What is Vectoring with VDSL2?

The term vectoring was definitely covered when you learned about a VDSL2 Internet connection. Vectoring is required for the latest and fastest VDSL2 technology, allowing data rates of up to 100 Mbps downstream and 40 Mbps upstream.

As you know, your internet connection to the provider is the same copper cable that was previously used as a telephone line only. These individual lines come from all households and are sooner or later bundled together. They lie close together to save space. It can happen that the data, which are transported through the cables, copy themselves by resulting electric fields into another adjacent cable. This effect was there before, and you could then could quietly hear another conversation in the background of your own phone conversation. This process is therefore still called crosstalk . Of course this is also undesirable for Internet traffic, since eventually incoming data chaos has to be retransmitted, which reduces the speed.

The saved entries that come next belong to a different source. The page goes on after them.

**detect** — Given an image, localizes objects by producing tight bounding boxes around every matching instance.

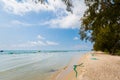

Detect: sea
[0,50,89,80]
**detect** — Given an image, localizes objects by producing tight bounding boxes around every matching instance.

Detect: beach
[1,51,120,80]
[53,51,120,80]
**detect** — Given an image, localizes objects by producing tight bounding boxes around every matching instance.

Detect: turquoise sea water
[0,50,89,80]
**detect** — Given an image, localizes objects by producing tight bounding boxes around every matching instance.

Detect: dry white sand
[52,51,120,80]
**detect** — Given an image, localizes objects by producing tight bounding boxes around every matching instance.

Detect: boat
[0,50,4,52]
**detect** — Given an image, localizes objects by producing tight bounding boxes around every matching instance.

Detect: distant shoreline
[0,50,90,54]
[52,51,120,80]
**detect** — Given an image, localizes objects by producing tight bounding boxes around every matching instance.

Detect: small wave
[0,53,54,72]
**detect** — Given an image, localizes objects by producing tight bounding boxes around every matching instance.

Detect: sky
[0,0,92,50]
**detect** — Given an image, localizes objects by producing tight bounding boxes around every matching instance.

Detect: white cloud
[43,14,80,29]
[73,37,79,40]
[37,35,45,40]
[14,40,58,48]
[46,41,59,45]
[72,0,86,15]
[1,0,65,15]
[7,14,81,29]
[0,20,34,28]
[11,20,33,26]
[1,0,87,29]
[10,35,59,49]
[29,40,46,46]
[40,0,86,29]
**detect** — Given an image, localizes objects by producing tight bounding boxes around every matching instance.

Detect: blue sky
[0,0,92,50]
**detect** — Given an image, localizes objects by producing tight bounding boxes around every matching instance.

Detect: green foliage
[80,0,120,54]
[37,0,73,13]
[93,26,120,53]
[115,50,120,55]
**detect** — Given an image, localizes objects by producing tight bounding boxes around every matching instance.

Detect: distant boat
[38,50,41,52]
[0,50,4,52]
[10,52,13,54]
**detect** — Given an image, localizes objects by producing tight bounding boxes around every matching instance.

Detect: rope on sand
[73,53,98,78]
[73,63,83,78]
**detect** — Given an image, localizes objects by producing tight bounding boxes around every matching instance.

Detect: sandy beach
[52,51,120,80]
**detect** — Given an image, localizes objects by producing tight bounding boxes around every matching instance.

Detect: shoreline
[51,52,90,80]
[52,51,120,80]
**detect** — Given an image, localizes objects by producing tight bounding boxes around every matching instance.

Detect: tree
[93,26,120,54]
[80,0,120,54]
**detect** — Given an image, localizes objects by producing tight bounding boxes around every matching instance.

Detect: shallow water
[0,50,88,80]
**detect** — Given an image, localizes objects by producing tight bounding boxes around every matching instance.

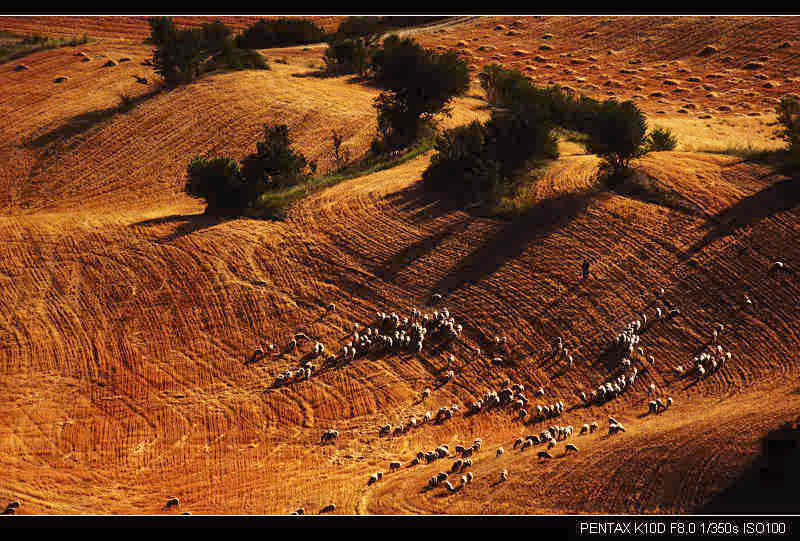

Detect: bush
[234,18,326,49]
[185,125,312,216]
[239,124,311,190]
[331,16,385,47]
[323,38,371,76]
[186,156,249,216]
[585,100,649,182]
[422,110,558,203]
[646,127,678,151]
[776,95,800,155]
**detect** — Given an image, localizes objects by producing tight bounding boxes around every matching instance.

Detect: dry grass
[1,16,800,516]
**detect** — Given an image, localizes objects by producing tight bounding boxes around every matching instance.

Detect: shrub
[239,124,311,190]
[151,25,205,85]
[646,126,678,151]
[776,95,800,155]
[585,100,649,182]
[422,110,558,203]
[186,156,249,216]
[331,16,385,47]
[186,125,312,216]
[323,38,371,76]
[234,18,326,49]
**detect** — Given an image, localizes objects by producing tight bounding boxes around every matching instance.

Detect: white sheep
[496,447,504,457]
[565,443,579,454]
[499,469,508,482]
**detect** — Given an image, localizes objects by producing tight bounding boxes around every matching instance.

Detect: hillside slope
[0,16,799,515]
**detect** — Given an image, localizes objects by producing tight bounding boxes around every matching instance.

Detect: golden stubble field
[0,15,799,515]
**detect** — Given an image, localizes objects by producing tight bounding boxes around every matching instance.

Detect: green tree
[585,100,649,182]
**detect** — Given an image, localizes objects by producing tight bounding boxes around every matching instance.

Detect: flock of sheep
[267,260,792,513]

Clever solution to prevent mutual interference

Vectoring now takes care of this problem: The provider device where all data lines run together, knows exactly which data is currently being sent by which user on which line. So it is in principle omnipresent in current data transfers. Vectoring is only possible through this constellation: The provider can thus calculate which data transmissions could disrupt which lines and adapt them accordingly by an algorithm. So there is a constant back and forth to compensate for the negative effects of crosstalk.

Since not only the technology is required at the provider, but also your VDSL modem at home has to master this trick, pay attention to the new purchase, that the modem is vectoring-capable. This means that the currently fastest data rates per VDSL2 of 100 Mbps are possible.